- Born: 12 May 1952 Paris, France
- Died: 13 July 2020 (aged 68) Poitiers, France
- Occupation: Professor

= Christian Biet =

French theatrical scholar (1952–2020)

Christian Biet (12 May 1952 – 13 July 2020) was a French professor of theatrical studies. His main work focused on the aesthetics of theatre.

==Biography==
Biet was born into a family of teachers. After his secondary studies and khâgne at the Lycée Condorcet, he worked as an auditor at the École normale supérieure de Saint-Cloud. Alongside his close friends, Jean-Luc Rispali and Jean-Paul Brighelli, Biet succeeded with his aggregation in 1975. In 1982, they published a series of historical works for Lagarde et Michard. They collaborated on other works regarding Alexandre Dumas and surrealism.

After completing his education, Biet worked as a lecturer at Paris Nanterre University before becoming a theatre professor in 1986. He supervised 42 theses at Paris Nanterre. He also served as the director of the History and Arts Representation unit at the University. He became a member of the Institut Universitaire de France in 2006, and started working for Théâtre/Public in 2007.
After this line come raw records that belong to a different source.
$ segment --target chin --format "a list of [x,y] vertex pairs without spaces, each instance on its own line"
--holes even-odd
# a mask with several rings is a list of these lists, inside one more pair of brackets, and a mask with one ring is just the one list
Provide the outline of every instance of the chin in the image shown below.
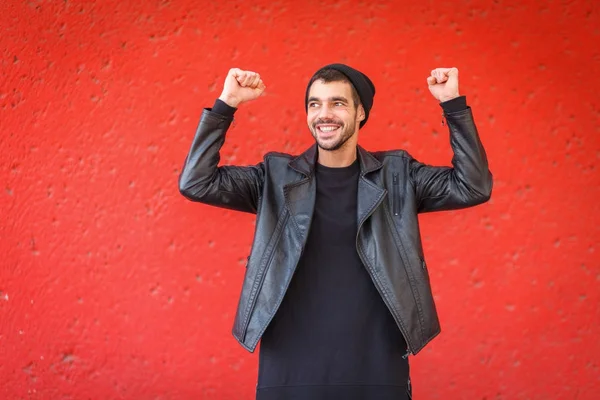
[[344,145],[344,143],[340,143],[339,140],[336,140],[336,141],[317,140],[317,146],[319,146],[323,150],[327,150],[327,151],[339,150],[343,145]]

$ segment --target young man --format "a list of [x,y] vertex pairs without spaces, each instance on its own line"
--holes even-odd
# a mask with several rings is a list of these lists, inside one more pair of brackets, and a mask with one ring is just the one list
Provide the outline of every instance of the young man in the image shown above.
[[233,334],[254,351],[257,399],[408,399],[408,355],[440,332],[417,214],[490,198],[492,175],[458,70],[427,78],[444,111],[453,167],[403,150],[358,146],[375,87],[343,64],[306,90],[315,145],[269,153],[254,166],[218,166],[237,107],[265,90],[232,69],[204,110],[179,180],[193,201],[257,214]]

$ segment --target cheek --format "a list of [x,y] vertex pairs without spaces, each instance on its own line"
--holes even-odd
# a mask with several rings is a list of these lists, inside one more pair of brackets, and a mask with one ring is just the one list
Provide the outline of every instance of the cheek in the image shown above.
[[347,110],[344,110],[344,111],[340,111],[337,114],[337,117],[340,120],[345,121],[347,123],[347,122],[351,122],[351,121],[353,122],[354,119],[355,119],[355,117],[356,117],[356,115],[353,115],[351,112],[349,112]]

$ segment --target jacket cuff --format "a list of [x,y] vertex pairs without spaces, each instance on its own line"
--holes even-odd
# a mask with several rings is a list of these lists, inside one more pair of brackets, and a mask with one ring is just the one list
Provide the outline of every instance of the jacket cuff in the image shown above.
[[223,100],[217,99],[215,101],[215,104],[213,105],[211,111],[216,114],[221,114],[224,117],[233,118],[233,114],[235,114],[235,112],[237,111],[237,108],[231,107],[230,105],[225,103]]
[[467,97],[458,96],[452,100],[444,101],[440,103],[440,107],[444,110],[444,114],[455,113],[464,111],[468,108]]

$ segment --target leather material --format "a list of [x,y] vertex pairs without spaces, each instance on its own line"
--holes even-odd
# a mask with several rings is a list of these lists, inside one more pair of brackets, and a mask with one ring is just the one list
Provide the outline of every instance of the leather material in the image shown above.
[[[420,163],[404,150],[357,148],[356,249],[412,354],[440,332],[417,215],[481,204],[492,192],[471,109],[445,117],[453,167]],[[283,300],[310,231],[317,147],[299,156],[268,153],[253,166],[219,167],[231,122],[231,117],[204,110],[179,190],[192,201],[257,215],[233,324],[235,338],[254,351]]]

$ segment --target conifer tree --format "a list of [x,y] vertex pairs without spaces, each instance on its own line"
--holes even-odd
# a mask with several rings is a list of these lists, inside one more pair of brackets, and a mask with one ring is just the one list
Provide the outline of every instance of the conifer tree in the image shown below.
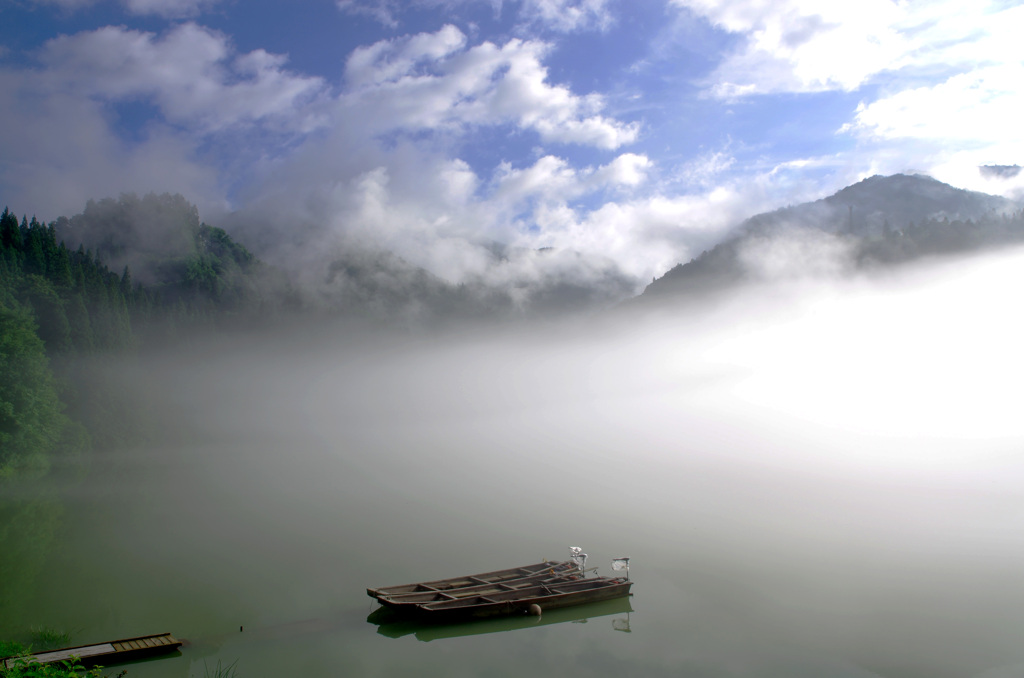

Christian Biet died in a traffic collision in Poitiers on 13 July 2020 at the age of 68.

==Publications==
===Author===
- XVIe - XVII e siècles (1982)
- XVIIe-XVIIIe siècles (1982)
- XIXe siècle (1982)
- Les miroirs du Soleil : Littératures et classicisme au siècle de Louis XIV, coll. « Découvertes Gallimard » (nº 58), série Littératures (1989); new edition in 2000 under the title Les miroirs du Soleil : Le roi Louis XIV et ses artistes
- Œdipe en monarchie, tragédie et théorie juridique à l’âge classique (1994)
- La Médecine au temps de Molière (1995)
- Les tragédies de Racine (1995)
- Moi, Pierre Corneille, coll. « Découvertes Gallimard » (nº 484), série Littératures. (2005)
- Qu'est-ce que le théâtre ? (2006)
- Le théâtre, la violence et les arts en Europe (XVIè-XVIIè) (2011)

===Editor===
- Œdipe (1999)
- Une histoire du spectacle militant; théâtre et cinéma militants, 1966-1981 (2007)
- Performance : expérimentation et théorie du théâtre aux USA (2008)
- Le théâtre français du XVIIe siècle : histoire, textes choisis, mises en scène (2009)
- Tragédies et récits de martyres en France : fin XVIe-début XVIIe siècle (2012)
- La question du répertoire au théâtre (2018)

===Prefaces===
- Le mythe de l'authenticité, lectures, interprétations, dramaturgies de Britannicus de Jean Racine en France, 1669-2004 by Karel Vanhaesebrouck (2006)
- Mythes et mythologies dans la littérature française by Pierre Albouy (2012)

===Articles===
Christian Biet published numerous articles in Communications, Droit et Société, Le Fablier, Revue des Amis de Jean de La Fontaine, Les Cahiers du GRIF, Littératures classiques, Théâtre/Public, and others.